Wrapping the ResponseWriter: The Final Boss

Here’s where things get spicy. What if your middleware needs to know the result of the inner handler? For example, a logging middleware wants to log the status code. The problem is the inner handler calls w.WriteHeader(404). How does the outer logging middleware see that?

The answer is you have to wrap the http.ResponseWriter. You create a new type that embeds the original ResponseWriter and overrides its methods to capture the status code.

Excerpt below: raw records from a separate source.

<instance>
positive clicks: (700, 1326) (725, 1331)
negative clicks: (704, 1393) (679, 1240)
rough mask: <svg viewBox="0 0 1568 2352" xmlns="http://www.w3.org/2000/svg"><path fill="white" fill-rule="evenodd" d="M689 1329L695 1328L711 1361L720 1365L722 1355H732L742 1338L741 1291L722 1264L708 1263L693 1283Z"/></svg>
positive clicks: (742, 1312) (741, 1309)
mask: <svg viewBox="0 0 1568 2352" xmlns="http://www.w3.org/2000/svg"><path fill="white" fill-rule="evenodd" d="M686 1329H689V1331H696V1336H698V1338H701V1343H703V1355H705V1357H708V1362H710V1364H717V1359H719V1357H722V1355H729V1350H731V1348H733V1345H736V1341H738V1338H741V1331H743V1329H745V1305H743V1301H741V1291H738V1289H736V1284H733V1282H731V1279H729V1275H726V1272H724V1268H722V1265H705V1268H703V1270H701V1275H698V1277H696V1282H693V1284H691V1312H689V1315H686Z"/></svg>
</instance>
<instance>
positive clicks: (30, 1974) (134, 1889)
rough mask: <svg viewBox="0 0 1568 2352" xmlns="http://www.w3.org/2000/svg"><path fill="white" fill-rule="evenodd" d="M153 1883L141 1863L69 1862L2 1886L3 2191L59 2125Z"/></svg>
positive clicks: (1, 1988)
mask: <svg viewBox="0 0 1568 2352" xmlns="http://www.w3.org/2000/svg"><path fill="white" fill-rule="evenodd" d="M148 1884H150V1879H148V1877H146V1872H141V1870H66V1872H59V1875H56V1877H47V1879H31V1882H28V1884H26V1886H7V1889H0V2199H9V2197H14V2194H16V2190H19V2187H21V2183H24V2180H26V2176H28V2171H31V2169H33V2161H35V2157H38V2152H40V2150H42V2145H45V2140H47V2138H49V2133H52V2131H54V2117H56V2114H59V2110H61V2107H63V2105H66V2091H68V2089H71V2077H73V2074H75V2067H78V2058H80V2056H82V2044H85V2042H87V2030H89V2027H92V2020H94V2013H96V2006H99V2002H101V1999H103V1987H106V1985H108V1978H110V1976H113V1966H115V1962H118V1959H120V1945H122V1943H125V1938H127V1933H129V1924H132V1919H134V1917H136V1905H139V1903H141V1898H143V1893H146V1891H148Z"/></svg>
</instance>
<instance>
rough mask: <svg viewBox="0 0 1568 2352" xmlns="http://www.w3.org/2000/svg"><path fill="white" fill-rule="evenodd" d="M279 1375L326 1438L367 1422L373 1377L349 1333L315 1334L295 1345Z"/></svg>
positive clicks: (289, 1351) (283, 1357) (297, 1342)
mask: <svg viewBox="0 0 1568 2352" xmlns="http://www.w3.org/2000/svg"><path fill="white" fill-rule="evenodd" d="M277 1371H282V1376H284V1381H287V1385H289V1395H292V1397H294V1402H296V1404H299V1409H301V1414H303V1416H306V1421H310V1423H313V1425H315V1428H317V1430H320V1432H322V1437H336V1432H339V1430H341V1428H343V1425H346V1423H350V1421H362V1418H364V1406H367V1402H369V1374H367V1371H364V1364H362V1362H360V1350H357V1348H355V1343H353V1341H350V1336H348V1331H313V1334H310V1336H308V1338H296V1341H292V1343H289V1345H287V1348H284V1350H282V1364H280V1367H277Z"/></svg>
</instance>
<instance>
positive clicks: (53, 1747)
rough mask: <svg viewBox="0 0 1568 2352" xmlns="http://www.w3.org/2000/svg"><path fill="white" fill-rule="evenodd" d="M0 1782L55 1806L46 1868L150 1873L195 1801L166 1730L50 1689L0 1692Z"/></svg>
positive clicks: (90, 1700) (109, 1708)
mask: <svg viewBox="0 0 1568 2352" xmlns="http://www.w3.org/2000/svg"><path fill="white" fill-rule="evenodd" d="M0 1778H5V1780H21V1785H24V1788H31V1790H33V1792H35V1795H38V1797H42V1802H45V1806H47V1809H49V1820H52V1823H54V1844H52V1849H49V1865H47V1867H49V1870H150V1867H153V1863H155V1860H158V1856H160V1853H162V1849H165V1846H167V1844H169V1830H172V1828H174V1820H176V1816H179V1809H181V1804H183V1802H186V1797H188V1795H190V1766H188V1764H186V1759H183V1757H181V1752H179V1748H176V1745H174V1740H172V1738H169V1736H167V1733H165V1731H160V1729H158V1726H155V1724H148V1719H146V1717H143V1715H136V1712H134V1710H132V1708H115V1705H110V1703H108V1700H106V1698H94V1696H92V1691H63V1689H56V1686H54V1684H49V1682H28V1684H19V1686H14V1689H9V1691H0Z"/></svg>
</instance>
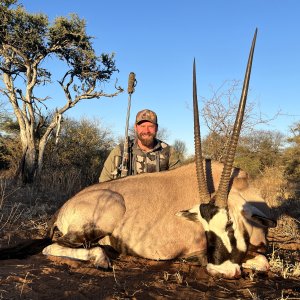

type loggingResponseWriter struct {
    http.ResponseWriter
    statusCode int
}

func (lrw *loggingResponseWriter) WriteHeader(code int) {
    lrw.statusCode = code // Capture the status code
    lrw.ResponseWriter.WriteHeader(code)
}

func loggingMiddleware(next http.Handler) http.Handler {
    return http.HandlerFunc(func(w http.ResponseWriter, r *http.Request) {
        start := time.Now()

        // Wrap the original ResponseWriter with our custom one
        myWriter := &loggingResponseWriter{
            ResponseWriter: w,
            statusCode:     http.StatusOK, // Default to 200 if WriteHeader isn't called
        }

        next.ServeHTTP(myWriter, r) // Call the chain with the wrapped writer

        // Now we can access the recorded status code!
        log.Printf("%s %s - %d (%v)", r.Method, r.URL.Path, myWriter.statusCode, time.Since(start))
    })
}

This pattern is the key to unlocking powerful middleware. Compression middleware uses it to buffer the output and compress it. Metrics middleware uses it to record status codes and response sizes. It’s the superpower of the Go HTTP stack. Just remember: the http.ResponseWriter interface is surprisingly small (Header(), Write([]byte), WriteHeader(int)), which makes it relatively straightforward to wrap correctly.